MÍDIA & MULHER
Por Cláudia Rodrigues em 5/4/2005
Mães, essas afortunadas
Se o jornal O Estado de S. Paulo, em 26 de março, deu espaço ao artigo do jurista Miguel Reale, que cultivou em espichadas palavras a saudade dos tempos em que o papel mais importante da mulher era o de mãe, a Folha de S. Paulo no mesmo dia publicava matéria sob o título "O último alemão", tratando aí justamente de um movimento subcontrário. A Alemanha está com a taxa de natalidade baixíssima devido à resistência das mulheres em colocar crianças no mundo em um Estado em que a pressão social sobre a maternidade é tão grande que mulheres são chamadas de "mães-corvo" quando deixam os filhos pequenos o dia inteiro numa creche. O modelo ideal para conciliar filhos e vida profissional viria então de um extremo oposto: dos Estados Unidos, onde amamentar em público já é um ato que causa repugnância e o parto natural é considerado pré-histórico, tamanha a independência, dos filhos-bebês, alcançada pelas mulheres. É bom lembrar que nós, brasileiras pobres, ricas ou remediadas, sofremos uma influência muito mais forte do modelo norte-americano do que do europeu. E isso é transparente nas revistas "especializadas", de mamãe-bebês. Sim, é preciso repensar o momento com muito cuidado para não cairmos no discurso feminista da década de 80, que trouxe tanto aprendizado para homens e mulheres quanto sofrimento e desamparo para as crianças. De resultado estamos recebendo uma escola, pública ou privada, sobrecarregada por certos papéis que ninguém mais sabe de quem são; hospitais e clínicas pediátricas estão abarrotados de sintomas emocionais mascarados por somatizações que não respondem a medicamentos para acalmar ou acelerar as crianças. Nunca se utilizou tanto remédio psiquiátrico em criança quanto hoje, nunca tanto dinheiro forneceu tanta comida de má qualidade como a que consomem nossas crianças hoje, pobres, ricas ou de classe média.

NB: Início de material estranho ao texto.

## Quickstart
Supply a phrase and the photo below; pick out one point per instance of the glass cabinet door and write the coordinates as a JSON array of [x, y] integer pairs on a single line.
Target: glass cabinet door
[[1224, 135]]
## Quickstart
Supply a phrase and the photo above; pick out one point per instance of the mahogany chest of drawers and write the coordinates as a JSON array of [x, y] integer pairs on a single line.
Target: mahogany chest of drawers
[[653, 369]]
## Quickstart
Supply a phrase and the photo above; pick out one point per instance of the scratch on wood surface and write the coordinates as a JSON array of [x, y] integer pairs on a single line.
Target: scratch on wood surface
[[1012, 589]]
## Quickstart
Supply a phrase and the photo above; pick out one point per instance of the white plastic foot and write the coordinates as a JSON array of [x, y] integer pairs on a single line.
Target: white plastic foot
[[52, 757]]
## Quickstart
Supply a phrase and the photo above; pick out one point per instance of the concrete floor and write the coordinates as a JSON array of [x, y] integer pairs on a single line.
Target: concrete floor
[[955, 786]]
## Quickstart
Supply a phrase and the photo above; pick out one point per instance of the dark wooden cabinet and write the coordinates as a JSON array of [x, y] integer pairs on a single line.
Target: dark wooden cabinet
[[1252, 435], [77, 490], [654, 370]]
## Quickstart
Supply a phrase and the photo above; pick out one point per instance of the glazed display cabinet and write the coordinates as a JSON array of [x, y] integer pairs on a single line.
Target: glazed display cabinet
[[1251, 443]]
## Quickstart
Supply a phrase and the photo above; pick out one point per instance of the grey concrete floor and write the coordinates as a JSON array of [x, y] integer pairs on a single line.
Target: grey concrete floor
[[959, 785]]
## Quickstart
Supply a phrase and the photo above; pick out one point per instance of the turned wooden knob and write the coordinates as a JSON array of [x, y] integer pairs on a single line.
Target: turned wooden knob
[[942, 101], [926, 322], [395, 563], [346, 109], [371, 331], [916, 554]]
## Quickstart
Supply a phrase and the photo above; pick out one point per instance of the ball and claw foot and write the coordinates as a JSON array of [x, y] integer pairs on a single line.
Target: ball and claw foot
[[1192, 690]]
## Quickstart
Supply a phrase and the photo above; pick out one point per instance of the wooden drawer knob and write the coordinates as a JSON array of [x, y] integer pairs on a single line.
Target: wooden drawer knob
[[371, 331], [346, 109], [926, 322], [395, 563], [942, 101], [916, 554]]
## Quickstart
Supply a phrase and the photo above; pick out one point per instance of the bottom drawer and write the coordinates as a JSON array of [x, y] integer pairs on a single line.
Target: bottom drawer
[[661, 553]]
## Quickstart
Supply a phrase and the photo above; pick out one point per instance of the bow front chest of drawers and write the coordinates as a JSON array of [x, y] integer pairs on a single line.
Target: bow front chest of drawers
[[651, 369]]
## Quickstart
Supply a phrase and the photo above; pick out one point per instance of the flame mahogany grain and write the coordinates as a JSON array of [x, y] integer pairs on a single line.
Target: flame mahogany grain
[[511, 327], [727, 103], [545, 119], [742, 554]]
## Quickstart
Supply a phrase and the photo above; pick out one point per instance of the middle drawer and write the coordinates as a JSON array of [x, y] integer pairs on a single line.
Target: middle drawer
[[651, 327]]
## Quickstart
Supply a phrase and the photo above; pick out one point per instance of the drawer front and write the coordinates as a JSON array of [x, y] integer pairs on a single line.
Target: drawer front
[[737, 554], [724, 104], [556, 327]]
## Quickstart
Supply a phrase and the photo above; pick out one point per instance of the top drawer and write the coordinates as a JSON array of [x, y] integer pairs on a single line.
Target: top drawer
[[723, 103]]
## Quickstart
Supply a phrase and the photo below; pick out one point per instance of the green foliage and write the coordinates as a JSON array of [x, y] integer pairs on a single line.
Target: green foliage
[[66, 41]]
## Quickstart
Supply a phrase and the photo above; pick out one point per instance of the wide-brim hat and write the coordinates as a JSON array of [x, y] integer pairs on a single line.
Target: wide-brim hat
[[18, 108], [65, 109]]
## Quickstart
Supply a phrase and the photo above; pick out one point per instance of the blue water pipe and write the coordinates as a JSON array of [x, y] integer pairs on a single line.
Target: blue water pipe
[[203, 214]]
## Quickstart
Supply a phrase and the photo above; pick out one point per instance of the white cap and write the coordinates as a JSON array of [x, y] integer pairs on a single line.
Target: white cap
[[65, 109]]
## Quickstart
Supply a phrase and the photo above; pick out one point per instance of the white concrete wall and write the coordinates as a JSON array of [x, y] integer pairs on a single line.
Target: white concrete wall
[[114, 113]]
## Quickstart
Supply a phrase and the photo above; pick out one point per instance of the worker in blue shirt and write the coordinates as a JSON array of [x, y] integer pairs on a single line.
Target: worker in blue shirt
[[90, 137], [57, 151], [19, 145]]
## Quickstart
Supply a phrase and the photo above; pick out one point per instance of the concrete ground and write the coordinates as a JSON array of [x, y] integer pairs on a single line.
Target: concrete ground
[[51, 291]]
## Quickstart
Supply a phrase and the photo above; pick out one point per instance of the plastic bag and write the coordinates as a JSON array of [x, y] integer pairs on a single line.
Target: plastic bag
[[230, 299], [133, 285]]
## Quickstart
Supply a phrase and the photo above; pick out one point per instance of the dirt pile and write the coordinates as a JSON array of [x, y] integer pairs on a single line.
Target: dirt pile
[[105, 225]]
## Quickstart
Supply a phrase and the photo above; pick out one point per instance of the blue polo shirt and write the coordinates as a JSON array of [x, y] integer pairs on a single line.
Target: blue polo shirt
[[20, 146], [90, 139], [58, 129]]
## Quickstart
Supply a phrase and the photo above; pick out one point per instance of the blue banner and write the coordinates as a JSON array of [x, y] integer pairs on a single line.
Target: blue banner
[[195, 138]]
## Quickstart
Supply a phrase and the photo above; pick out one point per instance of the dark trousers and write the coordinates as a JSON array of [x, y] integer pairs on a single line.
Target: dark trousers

Tudo isso muito mal coberto pela mídia, ou quem sabe poderíamos denominar como "acobertado".
Culpa atenuada
E se as madames não cuidam dos filhos em nome do salão e da vaidade, as faveladas vivem entre a cruz e a espada subindo e descendo morros, se virando em vinte para arranjar uma papa com um pouco mais de substância; as mães de classe média andam anestesiadas por esses tempos duros em que os filhos são como troféus culturais. São também elas, as de classe média, que abastecem matérias da chamada mídia feminina, reforçadora do papel da supermulher da década de 80, agora em versão "nem eu nem ele, já basta a louça; as crianças que se virem". Nenhuma criatura humana precisa, necessariamente, formar família para se realizar, talvez não deva, não tenha que, e esta sim é uma questão que precisa ser discutida por nossa mídia, que insiste no modelo absurdo de que tudo é possível ao mesmo tempo e com toda a intensidade. É óbvio que homens e mulheres se sentem realizados por trabalhar, o trabalho é como um vício em nossa vida adulta; quando trabalhamos no que gostamos perdemos a noção do tempo e somos capazes, por estarmos longe, de esquecer que em casa há um ser humano em fase de simbiose e diferenciação, processo que exige presença materna em quantidade. Aí entraria a questão do quanto trabalhar, do quanto ganhar, do fazer carreira ou levar mais devagar por algum tempo. E esse trabalho as revistas e suplementos femininos não fazem direito, atenuando muito bem a culpa das mães culturais, que são seres cada vez menos conscientes e menos politizados diante de uma maternidade mercantilizada pelos meios de comunicação em nítido conchavo com um Estado que também ignora as necessidades e os problemas infantis iminentes.
Tarefa urgente
Mas tem algo emergente e injusto que pode ser resolvido em casa, está bem longe dos discursos feministas antiquados e afeta o desenvolvimento das crianças muito pequenas como um todo: ter pai e mãe, desde poucos meses de vida, ausentes 12 horas por dia. Essa informação, sempre no pano de fundo das queixas feministas, incomoda principalmente à classe média, a mais afastada dos filhos: e toma-lhe a criança para a creche doze horas, dá-lhe babá, coisas, comidas e penduricalhos. É uma ilusão achar que a realidade de uma criança rica criada assim é melhor do a de uma pobre. Os sintomas da carência são os mesmos, apenas a aparência difere num primeiro momento. As revistas e suplementos femininos não encaram esse dolorido problema infantil porque é incômodo ao Estado, às empresas e a uma sociedade que quer abraçar o sol sem se queimar. A falta de convívio entre pais e filhos não causa só obesidade, tema em moda na mídia, mas depressão e certas anomalias menores, como chegar aos 12 anos sem saber como se troca uma lâmpada ou se prepara um arroz. O convívio com os filhos é que precisa ser resgatado e é vergonhoso para nós, mulheres e homens, ficarmos insistindo nessa tecla dos direitos iguais aos dos homens, na eterna e ríspida divisão idêntica de tarefas, enquanto as crianças pairam largadas. Algum dos genitores precisa dar atenção diária aos filhos em qualidade e quantidade. Qualquer um deles! Nos primeiros meses o que tem peitos para aleitar seria recomendável. Não há o que discutir, não há o que resolver em termos feministas nesse lado do globo; as crianças precisam de adultos formadores de caráter, que transmitam noções éticas, dêem exemplos, façam atividades juntos, seja a comida ou a troca de pneu, o plantio da muda ou os primeiros passos no computador. Não importa se são criadas por um homem e uma mulher, dois homens ou duas mulheres; precisamos crescer longe da competição e da comparação para orientar as crianças.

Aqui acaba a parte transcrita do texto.